AbsaOSS / cobrix

A COBOL parser and Mainframe/EBCDIC data source for Apache Spark

Geek Repo:Geek Repo

Github PK Tool:Github PK Tool

Copybook.parseSimple not dropping the fillers in output ast

codealways opened this issue · comments

String copybookContents = "01 RECORD.
05 FILLER PIC X(1).
05 COMPANY_PREFIX PIC X(3).
05 FILLER PIC X(1).
05 FILLER PIC X(1).
05 COMPANY_NAME PIC X(9)."

Group grp = CopybookParser.parseSimple(copybookContents, true,true,commentPolicy.apply(false,6,72)).ast();

in the above scenario as drop_value_fillers is true then the output ast also should not contain the FILLERS. But output ast is providing each column details.

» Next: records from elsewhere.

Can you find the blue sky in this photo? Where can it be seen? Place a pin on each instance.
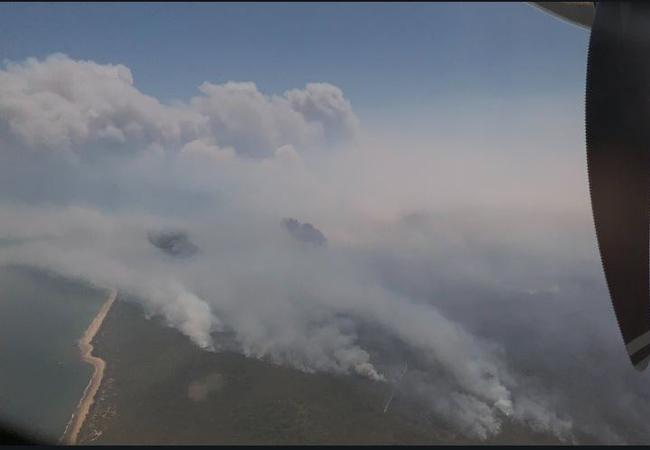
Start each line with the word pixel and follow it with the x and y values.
pixel 385 57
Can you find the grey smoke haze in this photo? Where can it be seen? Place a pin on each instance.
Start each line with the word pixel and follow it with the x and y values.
pixel 304 232
pixel 482 271
pixel 173 242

Thanks for the bug report. Dropping of fillers is a feature of 'spark-cobol'. Fillers should be deopped in Spark schema while still can be present in the AST.
But your expectation makes sense. We can drop fillers from AST as well.

Hi, I was revisiting this issue.
Each AST element has isFiller flag, so you can always ignore all fields if the flag is true.

Is it necessary for your use case to actually remove fillers from the AST if you have this flag?

That's how we are handling in our code while parsing the ast. It's a good to have feature to drive via parsesimple

Could you please elaborate on what are you trying to achieve?

Every use case that I can think of can be done by just ignoring fields (AST statements) for which isFiller == true.

We are currently parsing the copybook using ast and converting to json. We are using parsesimple to get the ast. if based on the user options if we can drop or retain the filler in ast then for us its not required to handle while converting back to json.

Sure, but using node.isFiller can be used to achieve the same, isn't it?

What's the code snippet that you are using?

I see why you are asking for the feature. There are parameters that say 'dropGroupFiller' and 'dropValueFillers' but nothing actually dropped, just marked. It makes sense. We can implement the dropping as well

You are correct. Currently we are parsing and dropping the fillers by utilizing the isFiller. currently the parameter we are sending for dropping filler to parseSimple is not functional.

This is implemented.

Please, check the latest master. Note that the signature of the method (parseSimple) has changed. It now reflects what is actually being done.

Spark schemas doe not support having 2 column names having tha same name so FILLERs need to be renamed in order to be retained. So the method allow controlling if fillers are going to be renamed, and a separate flag that controls if non-renamed fields should be dropped.

@yruslan If signature is changed then it will break our existing code if we update the version, we need to make it backward compatible. Can we have it overloaded.

Okay, fair point. Will make it compatible

@yruslan thanks a lot. you can mark the existing parsesimple signature to @deprecated

The changes are in master - you can check. To retain the compatibility the behavior is the same by default.
Use 'dropFillersFromAst = true' to actually drop fillers from the AST.

So as in parseSimple is still have a new parameter dropFillersFromAst in the signature so once we upgrade we have to provide the value in our calling code. In scala it won't ask as the default value is given for it as false but in Java we have to explicitly specify to false while calling.

Yeah, but this is the only way to preserve backward compatible behavior. Since the method has default values it cannot be overloaded.

2.4.8 is released and it has the fix.

Btw, Cobrix has converters project that currently just provides examples on how to convert mainframe files to JSON without Spark. Consider contributing your converter to the project :)

Sure I would be happy to contribute.
Can I know the overall requirement and detail plan for it. Is there any high level design document or still it is in process. I can contribute their also. Any plans to have the code base in Java or it will be completely in scala :)

We don't have an exact plan at the moment. Just ideas. The one that we might likely to implement is a command-line tool + library that allows converting mainframe files to JSON.

Yes, the project will continue to be in Scala.

Sure then I think of 2 requirements

  1. Converting copybook ast to corresponding json
  2. Converting copybook to a map with key as parent hierarchy and value as column name.